Exporters
After a spider extracts data from web-page it's often necessary to store that data in a structured format for further analysis or processing.
qCrawl provides exporters that serialize scraped items and write them (streamed or buffered) to a destination. They can be used via the CLI or programmatically.
Format comparison:
| Format | Streaming | Best For | File Size |
|---|---|---|---|
| NDJSON | ✅ Yes | Large datasets, streaming pipelines | Medium |
| JSON | ❌ No | API responses, small datasets | Medium |
| CSV | ✅ Yes | Excel, data analysis, flat data | Small |
| XML | ❌ No | Legacy systems, SOAP APIs | Large |
Examples - CLI usage
JSON Lines (default)
# One JSON object per line (streaming-friendly, memory efficient)

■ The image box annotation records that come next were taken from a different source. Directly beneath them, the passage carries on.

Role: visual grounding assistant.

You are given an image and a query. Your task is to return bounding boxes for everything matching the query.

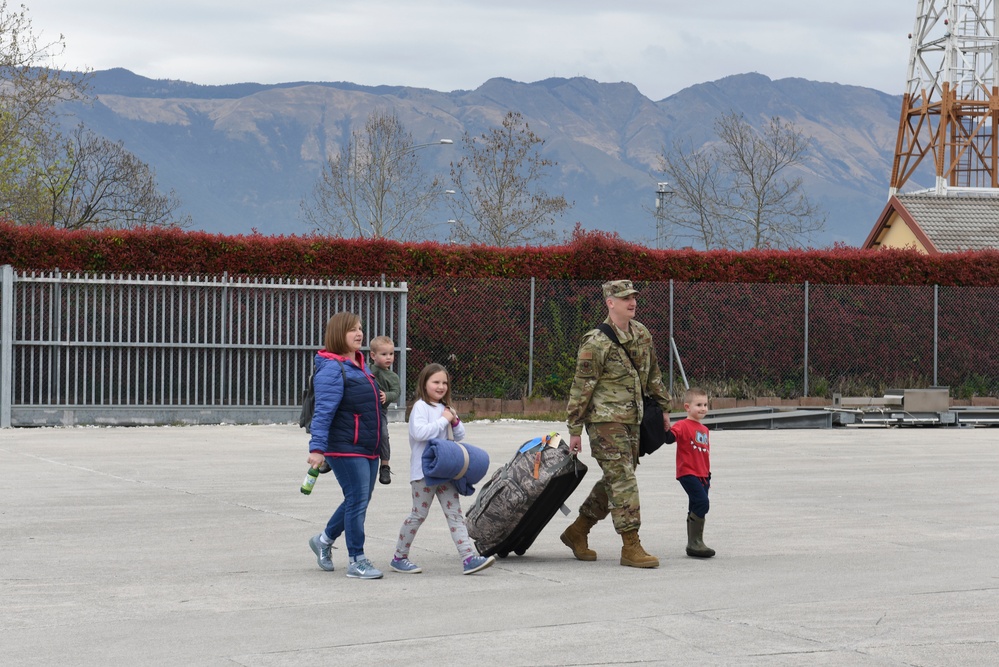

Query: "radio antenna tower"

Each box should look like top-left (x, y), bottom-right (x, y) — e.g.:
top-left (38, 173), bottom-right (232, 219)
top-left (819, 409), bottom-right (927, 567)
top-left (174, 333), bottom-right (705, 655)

top-left (889, 0), bottom-right (999, 195)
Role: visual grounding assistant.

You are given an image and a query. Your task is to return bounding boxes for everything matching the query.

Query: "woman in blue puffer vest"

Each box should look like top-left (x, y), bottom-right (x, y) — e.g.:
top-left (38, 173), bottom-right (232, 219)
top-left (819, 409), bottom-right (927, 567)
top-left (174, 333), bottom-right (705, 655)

top-left (309, 313), bottom-right (382, 579)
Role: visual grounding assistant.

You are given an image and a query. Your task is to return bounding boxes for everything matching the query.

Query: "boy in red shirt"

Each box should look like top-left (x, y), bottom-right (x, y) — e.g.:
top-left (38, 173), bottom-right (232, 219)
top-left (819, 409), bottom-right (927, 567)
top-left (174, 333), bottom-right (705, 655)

top-left (670, 387), bottom-right (715, 558)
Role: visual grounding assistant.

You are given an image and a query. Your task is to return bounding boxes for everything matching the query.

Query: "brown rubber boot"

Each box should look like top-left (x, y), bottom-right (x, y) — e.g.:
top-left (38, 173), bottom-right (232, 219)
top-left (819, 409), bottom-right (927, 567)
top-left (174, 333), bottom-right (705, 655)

top-left (621, 530), bottom-right (659, 567)
top-left (687, 512), bottom-right (715, 558)
top-left (561, 514), bottom-right (597, 560)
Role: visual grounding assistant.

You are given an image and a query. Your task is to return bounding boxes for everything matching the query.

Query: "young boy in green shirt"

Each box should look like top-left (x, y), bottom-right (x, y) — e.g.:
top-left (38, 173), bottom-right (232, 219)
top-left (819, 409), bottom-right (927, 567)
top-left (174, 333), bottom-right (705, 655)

top-left (368, 336), bottom-right (402, 484)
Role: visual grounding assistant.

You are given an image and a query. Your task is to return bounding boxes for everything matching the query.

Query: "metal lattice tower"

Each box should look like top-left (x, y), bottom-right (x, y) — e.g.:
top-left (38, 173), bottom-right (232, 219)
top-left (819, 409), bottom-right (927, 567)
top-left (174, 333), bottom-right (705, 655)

top-left (889, 0), bottom-right (999, 195)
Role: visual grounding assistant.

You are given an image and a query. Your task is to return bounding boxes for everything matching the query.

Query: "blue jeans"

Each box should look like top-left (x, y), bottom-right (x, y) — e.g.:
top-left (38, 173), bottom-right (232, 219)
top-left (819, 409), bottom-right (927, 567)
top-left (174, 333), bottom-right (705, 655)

top-left (676, 474), bottom-right (711, 519)
top-left (326, 456), bottom-right (378, 561)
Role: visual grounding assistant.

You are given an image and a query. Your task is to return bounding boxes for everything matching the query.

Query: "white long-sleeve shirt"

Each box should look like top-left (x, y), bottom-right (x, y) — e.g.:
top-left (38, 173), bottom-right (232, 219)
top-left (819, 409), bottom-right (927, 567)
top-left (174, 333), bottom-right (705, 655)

top-left (409, 399), bottom-right (465, 482)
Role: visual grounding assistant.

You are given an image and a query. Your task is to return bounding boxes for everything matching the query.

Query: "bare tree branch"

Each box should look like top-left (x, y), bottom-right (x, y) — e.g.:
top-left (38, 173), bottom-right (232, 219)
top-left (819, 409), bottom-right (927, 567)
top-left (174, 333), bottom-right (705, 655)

top-left (450, 111), bottom-right (570, 246)
top-left (302, 111), bottom-right (444, 241)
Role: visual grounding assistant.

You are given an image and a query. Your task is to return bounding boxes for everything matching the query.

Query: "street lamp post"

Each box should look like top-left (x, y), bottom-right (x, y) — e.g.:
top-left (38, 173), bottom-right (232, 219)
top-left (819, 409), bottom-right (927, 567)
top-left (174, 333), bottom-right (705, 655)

top-left (388, 139), bottom-right (454, 157)
top-left (656, 182), bottom-right (675, 250)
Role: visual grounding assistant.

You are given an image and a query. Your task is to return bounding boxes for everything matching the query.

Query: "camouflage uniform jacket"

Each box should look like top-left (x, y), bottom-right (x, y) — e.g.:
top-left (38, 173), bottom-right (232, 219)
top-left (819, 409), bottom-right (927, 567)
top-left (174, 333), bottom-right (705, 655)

top-left (566, 317), bottom-right (670, 435)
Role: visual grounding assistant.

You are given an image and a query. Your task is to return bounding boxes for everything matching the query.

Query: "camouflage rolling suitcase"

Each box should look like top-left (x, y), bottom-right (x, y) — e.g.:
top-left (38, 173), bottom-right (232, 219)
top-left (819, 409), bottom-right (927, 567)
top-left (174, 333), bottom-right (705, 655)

top-left (465, 433), bottom-right (586, 558)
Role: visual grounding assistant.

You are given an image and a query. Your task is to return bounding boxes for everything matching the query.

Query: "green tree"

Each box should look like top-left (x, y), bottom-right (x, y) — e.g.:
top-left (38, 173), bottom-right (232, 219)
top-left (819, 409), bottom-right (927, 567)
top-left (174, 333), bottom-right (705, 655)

top-left (0, 0), bottom-right (190, 229)
top-left (449, 111), bottom-right (570, 246)
top-left (301, 110), bottom-right (450, 241)
top-left (42, 126), bottom-right (191, 229)
top-left (0, 0), bottom-right (86, 222)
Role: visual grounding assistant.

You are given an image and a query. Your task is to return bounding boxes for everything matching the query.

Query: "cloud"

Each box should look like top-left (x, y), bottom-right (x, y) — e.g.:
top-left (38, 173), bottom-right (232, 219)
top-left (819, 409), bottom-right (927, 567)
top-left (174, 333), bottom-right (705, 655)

top-left (29, 0), bottom-right (915, 99)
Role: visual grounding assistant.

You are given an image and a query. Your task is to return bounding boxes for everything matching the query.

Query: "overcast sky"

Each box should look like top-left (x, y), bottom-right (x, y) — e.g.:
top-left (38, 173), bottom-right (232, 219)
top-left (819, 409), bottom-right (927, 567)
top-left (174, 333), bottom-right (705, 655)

top-left (27, 0), bottom-right (917, 100)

qcrawl quotes_css_spider.py --export output.jsonl
# Or explicitly specify format
qcrawl quotes_css_spider.py --export output.jsonl --export-format ndjson
Output (output.jsonl):
{"url": "https://quotes.toscrape.com/", "text": "The world as we...", "author": "Albert Einstein", "tags": ["change", "world"]}
{"url": "https://quotes.toscrape.com/", "text": "It is our choices...", "author": "J.K. Rowling", "tags": ["abilities", "choices"]}
JSON (full array)
# All items in a single JSON array
qcrawl quotes_css_spider.py --export output.json --export-format json
Output (output.json):
[
{
"url": "https://quotes.toscrape.com/",
"text": "The world as we...",
"author": "Albert Einstein",
"tags": ["change", "world"]
},
{
"url": "https://quotes.toscrape.com/",
"text": "It is our choices...",
"author": "J.K. Rowling",
"tags": ["abilities", "choices"]
}
]
CSV
# Comma-separated values (works best with flat data structures)

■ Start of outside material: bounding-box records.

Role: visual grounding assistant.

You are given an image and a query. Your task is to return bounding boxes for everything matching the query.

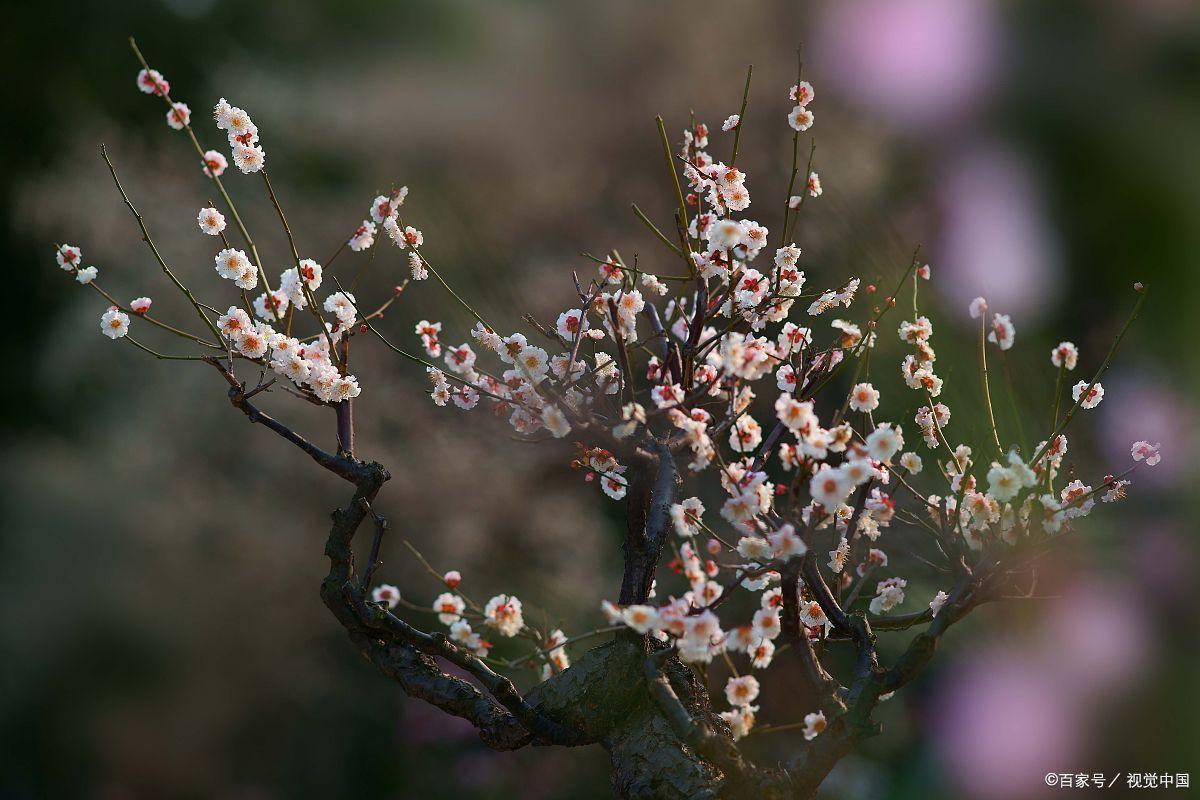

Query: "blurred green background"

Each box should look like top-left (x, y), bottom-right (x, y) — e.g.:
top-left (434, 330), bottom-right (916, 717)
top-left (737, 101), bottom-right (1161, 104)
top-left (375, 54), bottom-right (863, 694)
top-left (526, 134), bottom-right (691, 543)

top-left (0, 0), bottom-right (1200, 800)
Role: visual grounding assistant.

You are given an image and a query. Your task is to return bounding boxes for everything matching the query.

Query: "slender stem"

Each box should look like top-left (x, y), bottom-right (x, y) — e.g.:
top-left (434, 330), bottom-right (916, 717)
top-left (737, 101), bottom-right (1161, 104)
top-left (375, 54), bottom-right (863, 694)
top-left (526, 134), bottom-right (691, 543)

qcrawl quotes_css_spider.py --export output.csv --export-format csv
Output (output.csv):
url,text,author,tags
https://quotes.toscrape.com/,"The world as we...",Albert Einstein,"['change', 'world']"
https://quotes.toscrape.com/,"It is our choices...",J.K. Rowling,"['abilities', 'choices']"
XML
# XML format
qcrawl quotes_css_spider.py --export output.xml --export-format xml
Output (output.xml):
<?xml version="1.0" encoding="utf-8"?>
<items>
<item>
<url>https://quotes.toscrape.com/</url>
<text>The world as we...</text>
<author>Albert Einstein</author>
<tags>
<value>change</value>
<value>world</value>
</tags>
</item>
</items>
Streaming vs Buffered Mode
# Buffered (default): Collects items in memory, writes at end
qcrawl quotes_css_spider.py --export output.json --export-mode buffered
# Streaming: Writes items immediately as they're scraped (memory efficient)

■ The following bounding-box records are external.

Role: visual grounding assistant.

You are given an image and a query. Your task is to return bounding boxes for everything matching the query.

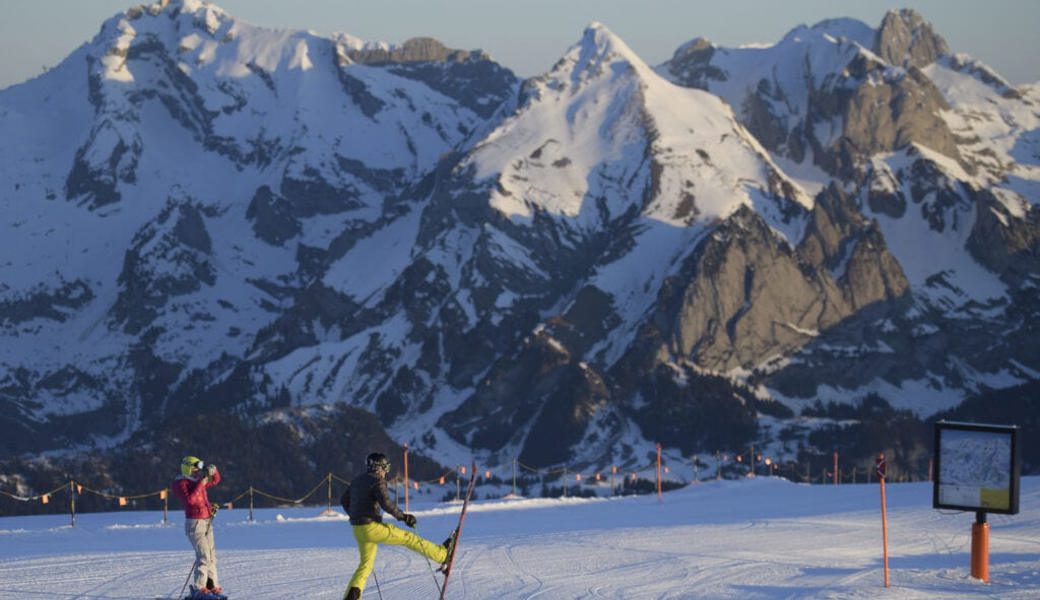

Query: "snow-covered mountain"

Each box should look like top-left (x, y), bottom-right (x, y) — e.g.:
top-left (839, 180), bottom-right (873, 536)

top-left (0, 0), bottom-right (1040, 478)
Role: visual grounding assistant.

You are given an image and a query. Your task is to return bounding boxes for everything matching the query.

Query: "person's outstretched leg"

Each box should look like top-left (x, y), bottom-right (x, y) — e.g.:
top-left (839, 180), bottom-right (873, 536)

top-left (366, 523), bottom-right (448, 565)
top-left (343, 523), bottom-right (379, 598)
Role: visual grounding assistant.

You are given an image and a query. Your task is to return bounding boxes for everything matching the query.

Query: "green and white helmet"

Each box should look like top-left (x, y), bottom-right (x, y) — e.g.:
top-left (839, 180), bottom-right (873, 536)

top-left (181, 456), bottom-right (206, 477)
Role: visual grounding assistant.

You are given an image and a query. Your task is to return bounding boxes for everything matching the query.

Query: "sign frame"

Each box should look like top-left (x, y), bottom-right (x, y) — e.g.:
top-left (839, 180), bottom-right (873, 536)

top-left (932, 421), bottom-right (1021, 515)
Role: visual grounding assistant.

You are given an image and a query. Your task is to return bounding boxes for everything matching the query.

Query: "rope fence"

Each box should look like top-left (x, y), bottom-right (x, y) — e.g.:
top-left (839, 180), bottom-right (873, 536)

top-left (0, 444), bottom-right (915, 526)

qcrawl quotes_css_spider.py --export output.jsonl --export-mode stream
# Adjust buffer size (items to collect before writing)
qcrawl quotes_css_spider.py --export output.jsonl --export-buffer-size 1000
Examples - Programmatic usage
# Async usage (recommended)
import asyncio
from quotes_spider import QuotesSpider # replace with your spider
from qcrawl.runner import SpiderRunner
runner = SpiderRunner(
settings={
"export": "exports/quotes.ndjson",
"export_format": "ndjson",
"export_mode": "buffered",
"export_buffer_size": 500,
"log_level": "INFO",
"concurrency": 50,
}
)
async def main() -> None:
# Await the async entrypoint from your event loop
await runner.crawl(QuotesSpider)
if __name__ == "__main__":
asyncio.run(main())
# Synchronous convenience (for simple scripts)
from quotes_spider import QuotesSpider # replace with your spider
from qcrawl.runner import SpiderRunner
runner = SpiderRunner(
settings={
"export": "exports/quotes.ndjson",
"export_format": "ndjson",
"log_level": "INFO",
"concurrency": 50,
}
)
# Blocks and is implemented via asyncio.run(); raises if an event loop is already running.
runner.crawl_sync(QuotesSpider)